One very powerful thing I read always sticks out in my mind. A study back in 2002 covering 31 countries concluded: “Being more enthusiastic about reading and a frequent reader was more of an advantage, on its own, than having well-educated parents in good jobs.”
Parents play a vital role in motivating their child and trying to instil a love of reading.
Reading is the single best way to develop your child’s IQ and support their social and emotional development. However, there are hundreds of other things children would rather be doing these days, usually involving a screen.
So here are some tips on how to establish the habit of reading for pleasure.
Make time for reading:
Don’t overload your children with too many activities. By the time they have been to after-school clubs, had dinner, bath, music practice, completed their homework, a bit of down time, . they fall into bed exhausted and have very little time to read. Ten minutes a night doesn’t really allow you to get into a book.
That’s why the long summer holidays are a more productive time for reading. One trick is to say lights out unless you are reading.
Finding the right book
Every time your child experiences reading something boring, too challenging or too easy, they will be put off. I have witnessed children’s attitude to reading simply transformed by the experience of reading one book that they really enjoy.

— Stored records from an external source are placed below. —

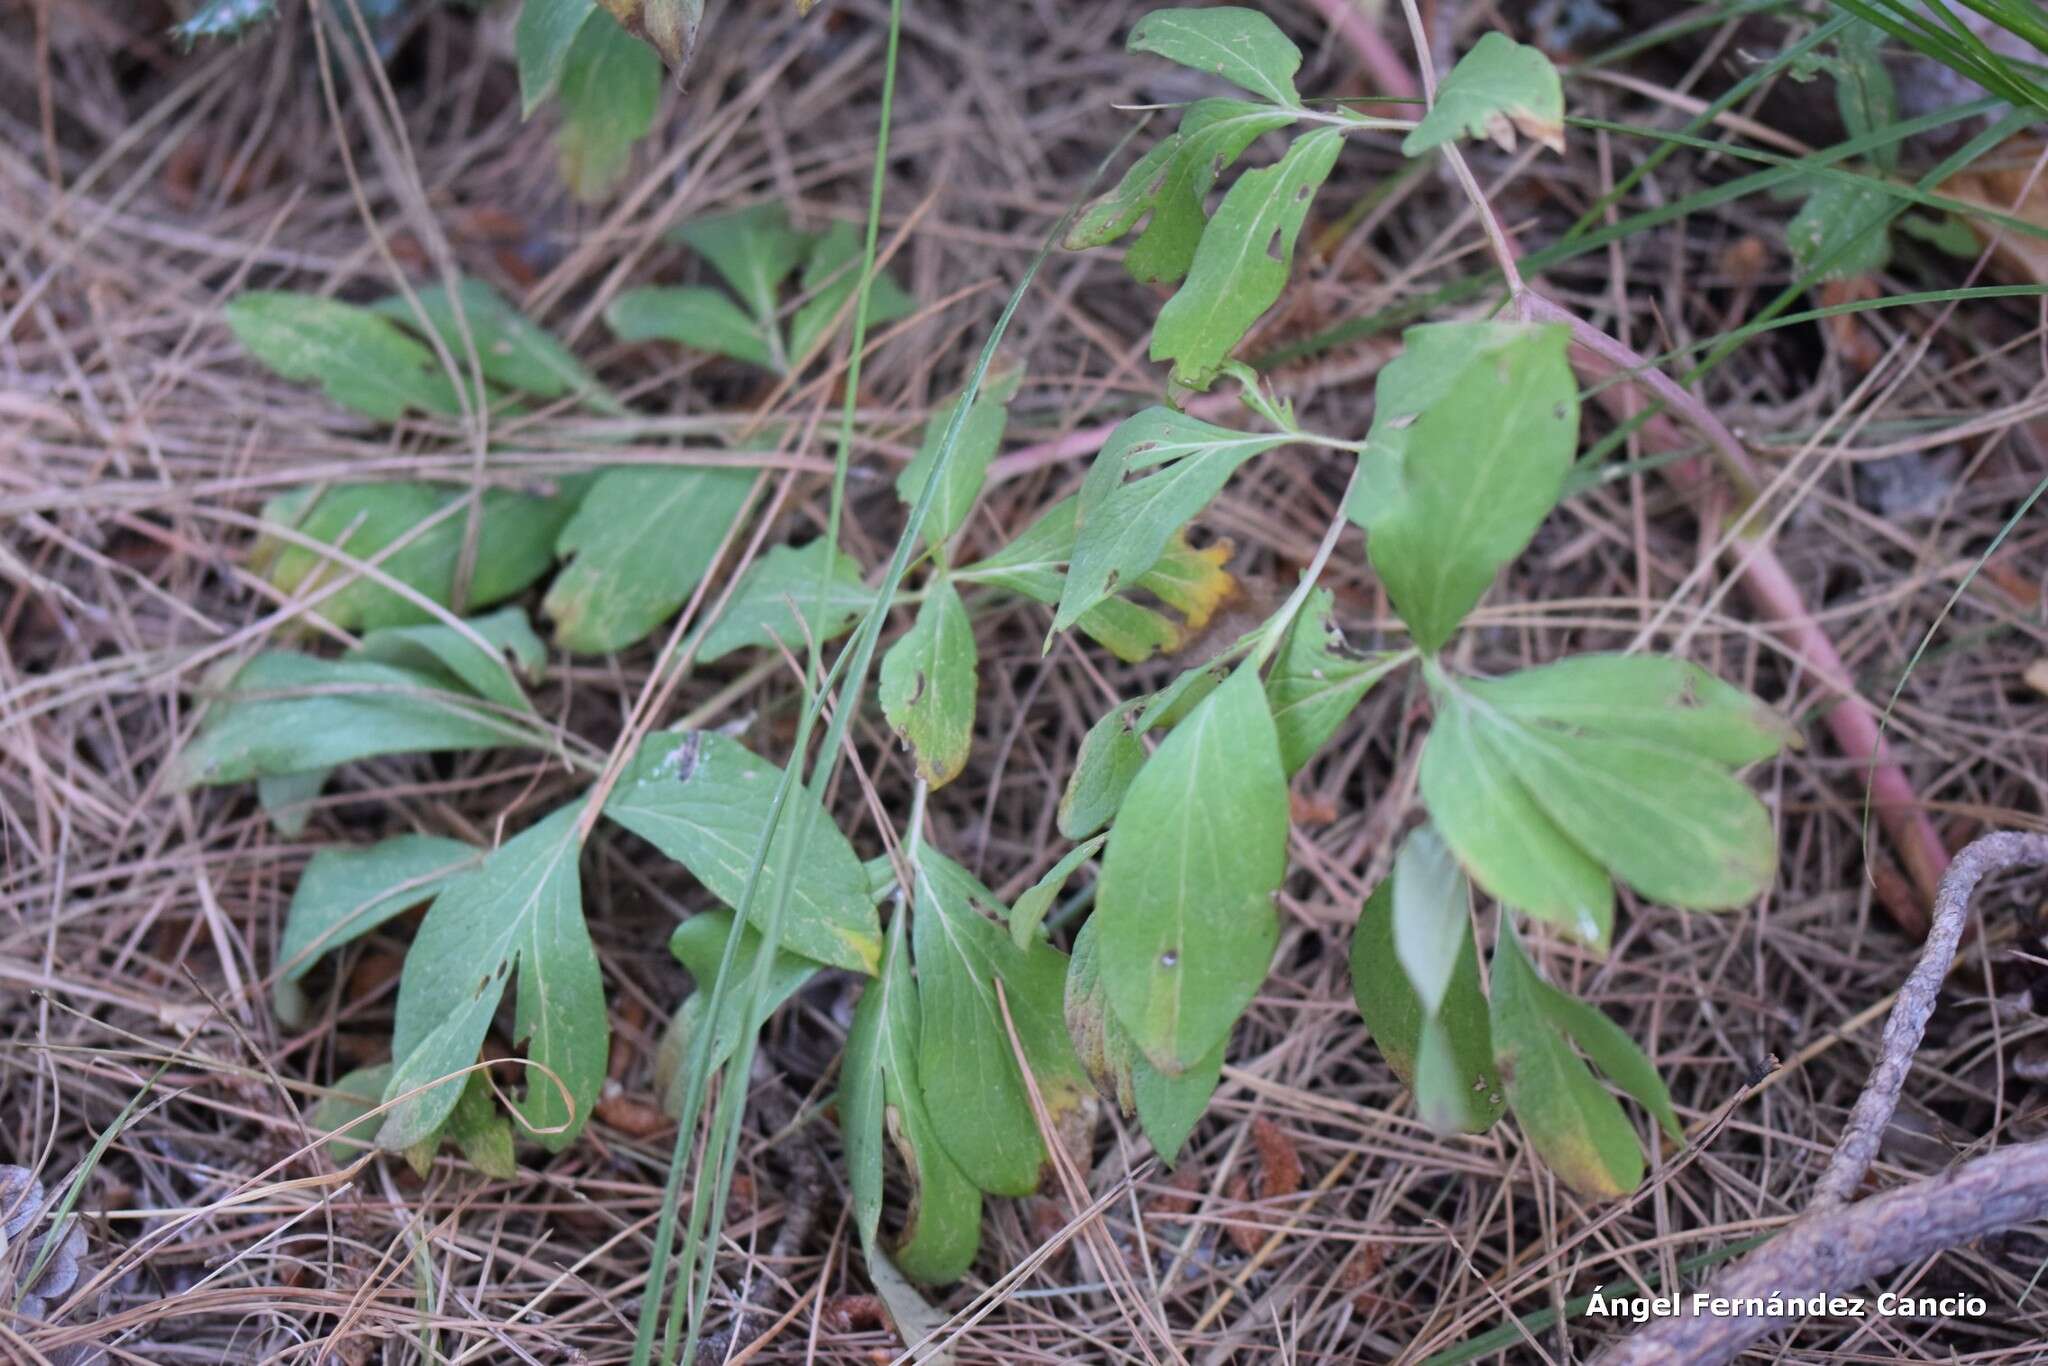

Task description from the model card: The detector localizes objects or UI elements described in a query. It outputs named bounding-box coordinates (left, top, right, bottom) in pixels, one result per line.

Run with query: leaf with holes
left=604, top=730, right=880, bottom=972
left=556, top=10, right=660, bottom=200
left=844, top=914, right=983, bottom=1282
left=1402, top=32, right=1564, bottom=157
left=1127, top=6, right=1303, bottom=107
left=1064, top=915, right=1220, bottom=1163
left=879, top=578, right=978, bottom=788
left=1489, top=925, right=1643, bottom=1198
left=253, top=482, right=575, bottom=633
left=1095, top=668, right=1287, bottom=1073
left=380, top=800, right=602, bottom=1152
left=912, top=850, right=1090, bottom=1197
left=544, top=466, right=753, bottom=652
left=1066, top=100, right=1299, bottom=285
left=226, top=293, right=460, bottom=421
left=1151, top=126, right=1343, bottom=388
left=1349, top=321, right=1577, bottom=652
left=693, top=540, right=874, bottom=664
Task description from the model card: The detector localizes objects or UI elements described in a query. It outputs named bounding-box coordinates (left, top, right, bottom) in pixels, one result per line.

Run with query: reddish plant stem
left=1310, top=0, right=1949, bottom=934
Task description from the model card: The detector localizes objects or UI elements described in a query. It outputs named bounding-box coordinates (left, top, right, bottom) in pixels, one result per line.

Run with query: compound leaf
left=1151, top=126, right=1343, bottom=388
left=381, top=800, right=602, bottom=1153
left=879, top=578, right=979, bottom=788
left=1350, top=321, right=1577, bottom=653
left=544, top=466, right=753, bottom=653
left=1095, top=668, right=1287, bottom=1073
left=603, top=730, right=881, bottom=974
left=1402, top=32, right=1564, bottom=157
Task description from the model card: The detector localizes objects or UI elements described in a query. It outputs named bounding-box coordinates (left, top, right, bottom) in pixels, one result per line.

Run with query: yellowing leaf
left=1140, top=531, right=1238, bottom=632
left=1402, top=32, right=1564, bottom=157
left=879, top=579, right=979, bottom=787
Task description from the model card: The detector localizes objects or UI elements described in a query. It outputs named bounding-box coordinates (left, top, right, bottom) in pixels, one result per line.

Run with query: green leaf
left=911, top=850, right=1091, bottom=1197
left=895, top=369, right=1021, bottom=546
left=603, top=730, right=882, bottom=973
left=1489, top=926, right=1643, bottom=1199
left=1264, top=587, right=1403, bottom=774
left=543, top=466, right=753, bottom=652
left=276, top=834, right=484, bottom=1021
left=1350, top=321, right=1578, bottom=652
left=605, top=286, right=776, bottom=369
left=1065, top=915, right=1220, bottom=1163
left=226, top=293, right=459, bottom=421
left=1076, top=406, right=1290, bottom=533
left=1461, top=655, right=1796, bottom=766
left=256, top=767, right=328, bottom=839
left=373, top=278, right=611, bottom=407
left=169, top=653, right=533, bottom=790
left=1786, top=177, right=1894, bottom=280
left=672, top=203, right=812, bottom=325
left=1350, top=875, right=1502, bottom=1134
left=310, top=1063, right=393, bottom=1167
left=517, top=0, right=596, bottom=115
left=1095, top=669, right=1287, bottom=1073
left=446, top=1072, right=519, bottom=1179
left=1527, top=979, right=1683, bottom=1145
left=352, top=606, right=546, bottom=712
left=844, top=915, right=983, bottom=1282
left=1418, top=687, right=1614, bottom=946
left=381, top=801, right=602, bottom=1153
left=1151, top=126, right=1343, bottom=388
left=879, top=579, right=978, bottom=788
left=556, top=10, right=660, bottom=201
left=1401, top=32, right=1565, bottom=157
left=254, top=482, right=574, bottom=633
left=1065, top=100, right=1299, bottom=286
left=694, top=540, right=874, bottom=664
left=1127, top=6, right=1303, bottom=107
left=789, top=220, right=919, bottom=361
left=1830, top=18, right=1899, bottom=167
left=656, top=910, right=820, bottom=1114
left=173, top=0, right=278, bottom=43
left=1056, top=699, right=1146, bottom=841
left=1390, top=826, right=1466, bottom=1015
left=1009, top=834, right=1106, bottom=948
left=1053, top=430, right=1282, bottom=635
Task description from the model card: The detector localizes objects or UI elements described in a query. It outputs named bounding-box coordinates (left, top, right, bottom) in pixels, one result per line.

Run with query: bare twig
left=1602, top=832, right=2048, bottom=1365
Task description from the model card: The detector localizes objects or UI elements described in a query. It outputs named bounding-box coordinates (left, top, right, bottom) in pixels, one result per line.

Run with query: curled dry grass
left=4, top=0, right=2048, bottom=1360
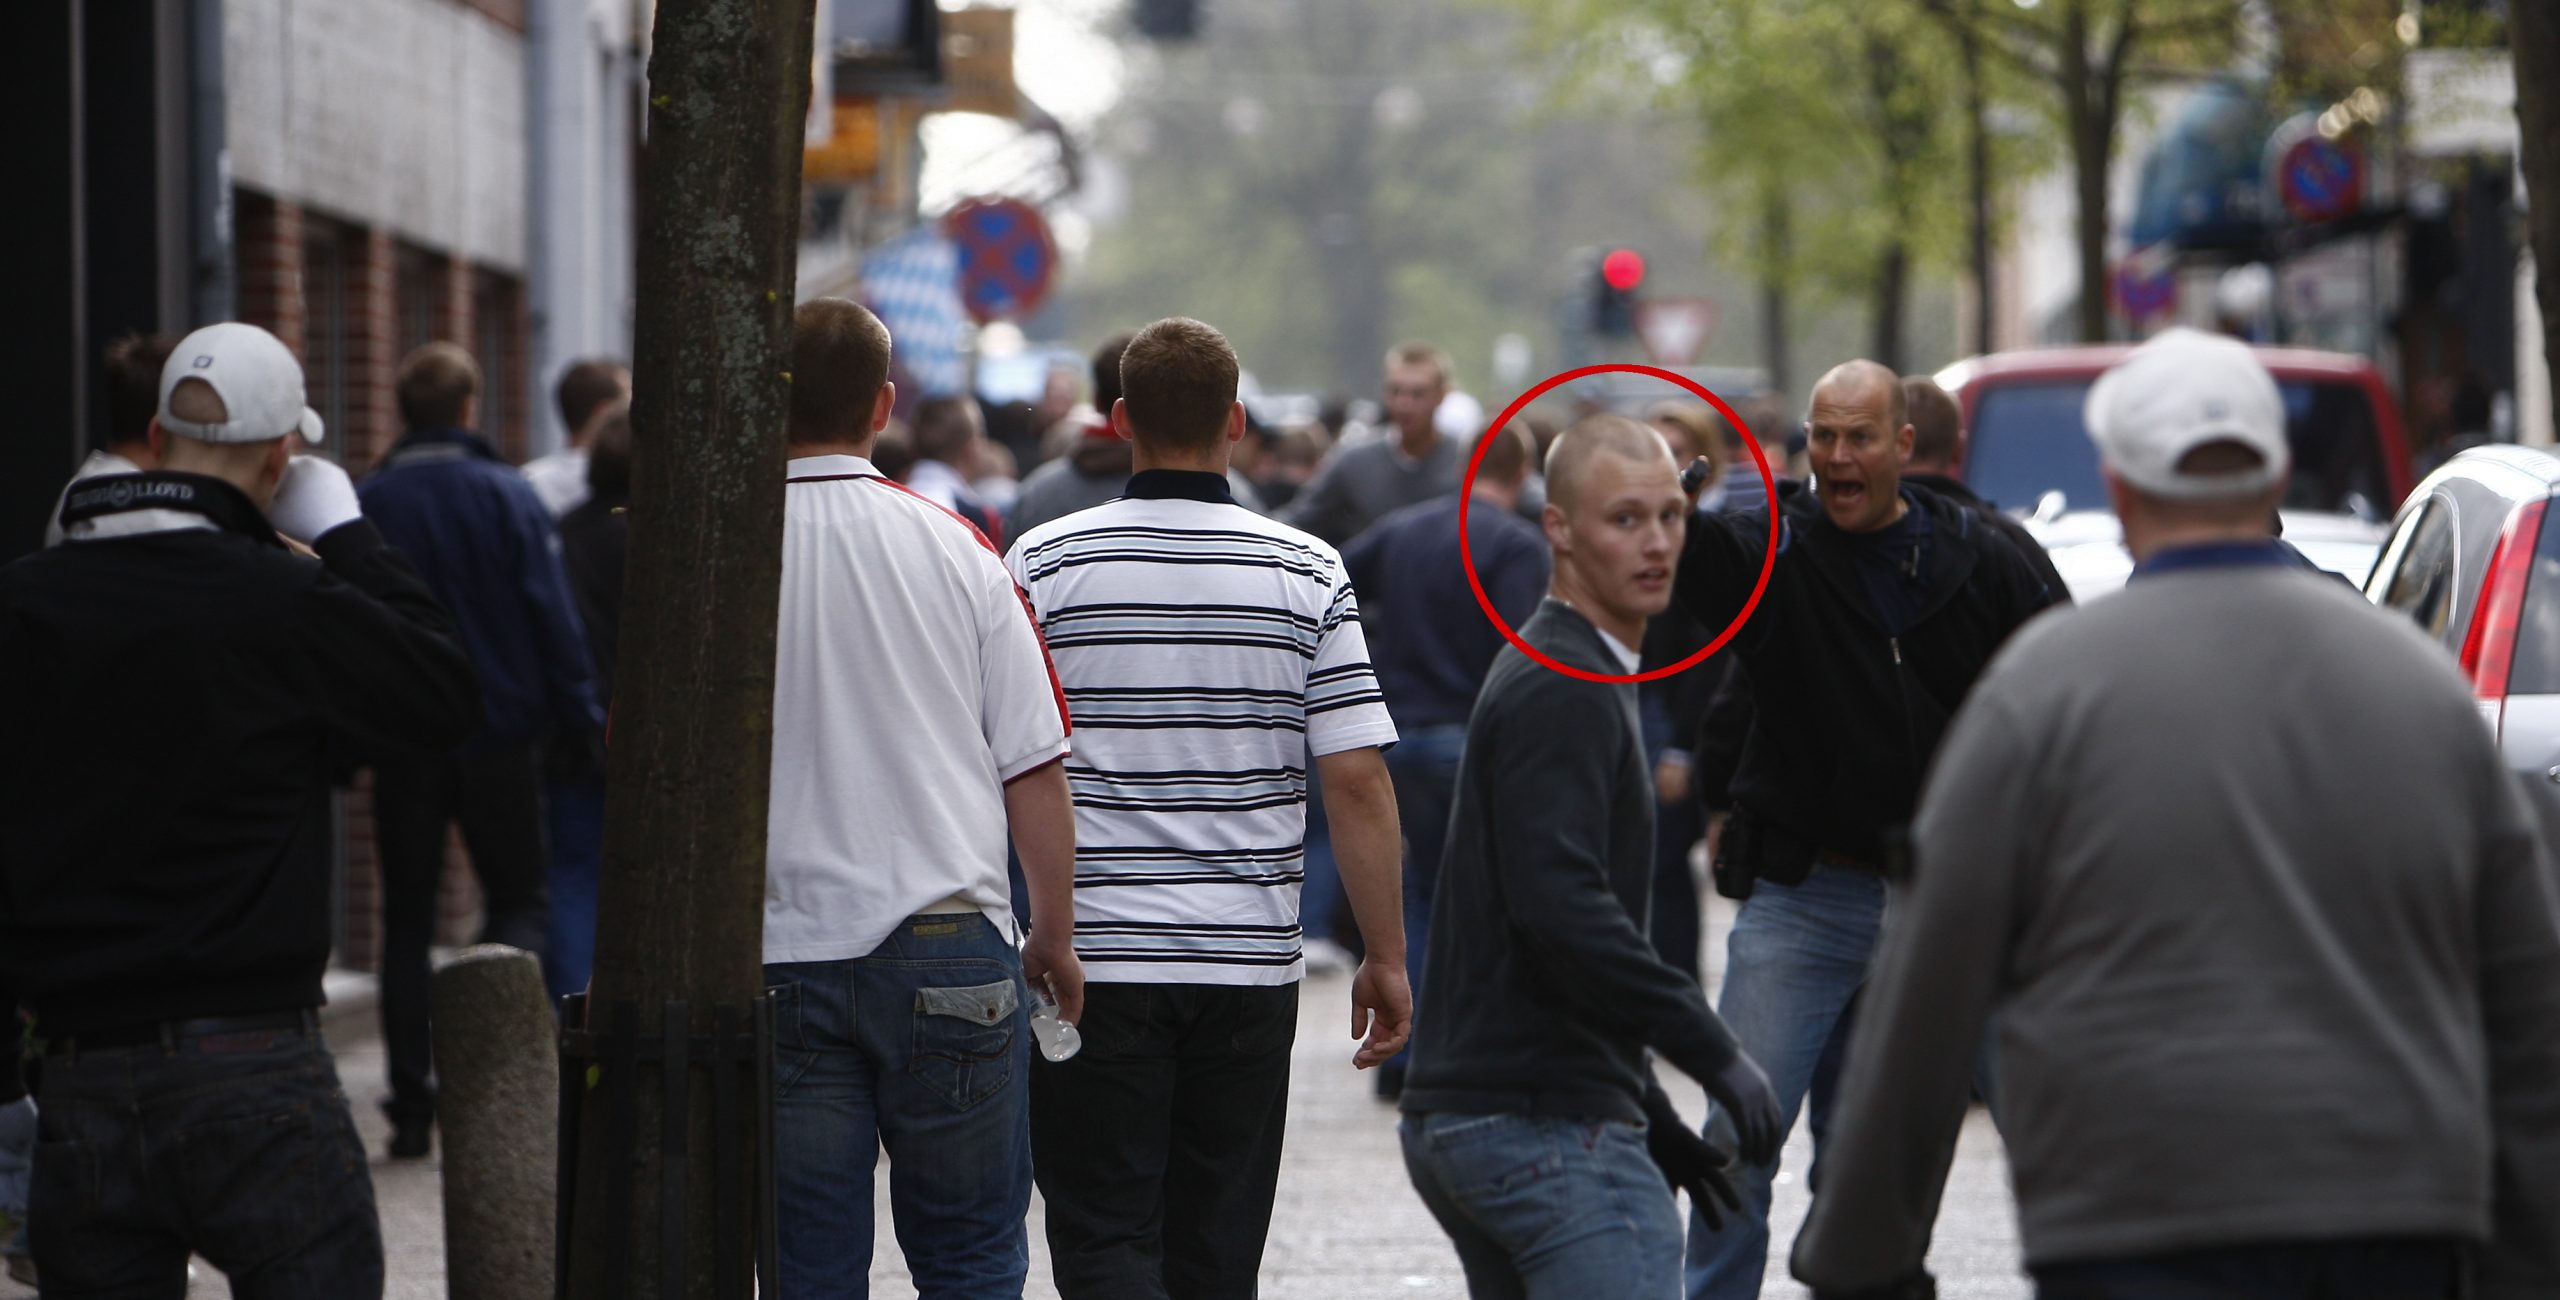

They need to discover that feeling of not being able to put a book down. It may take a few tries or involve going to a specialist bookshop, getting recommendations from the teacher or peers, reading online reviews.
Don’t insist on them suffering through an uninspiring book.
Range of genres
Expose children to a full range of different genres and styles. Follow their interests, tastes and experiences.
Reading does not always have to involve a book. Reading should be an integral part of everyday life. It may be magazines, comics, magic tricks, instructions to a game, shop and road signs or the back of a cereal packet.
Set an example
Make sure they see you reading regularly — particularly relevant for fathers and sons. Make a “family reading time” at the weekend or on holiday where everyone sits together and reads their own thing. Children need to see that reading is an enjoyable and worthwhile thing to do.
Read aloud to your children
Even if they are confident independent readers, all ages enjoy being read to. With older children it gives you an opportunity to bring the text to life, discuss what they are reading and ensure that their comprehension is solid.
Take turns reading
This gives children a break and helps them access more difficult texts. Break up the character parts so you can take turns reading; you read one page and they read one. Read for a few minutes until you get to a very exciting bit and then ask them to continue and tell you what happens next.
Encourage them to exchange ideas on what they thought about a book, reflect and be critical. Many authors have their own websites or forums. Respect your child’s opinions and tastes without banning certain books that they will just cling to more fiercely.
Keep cool and be supportive, never show your fears or make a big issue if they are reluctant to read. Reading will not be pleasurable if children feel pressure or anxiety from their parents.
Remember to get into the habit of telling children what they have done right instead of what they have done wrong eg “I liked the way you used expression” or “You worked out that difficult word all by yourself”. This is far more motivating than correcting every mistake.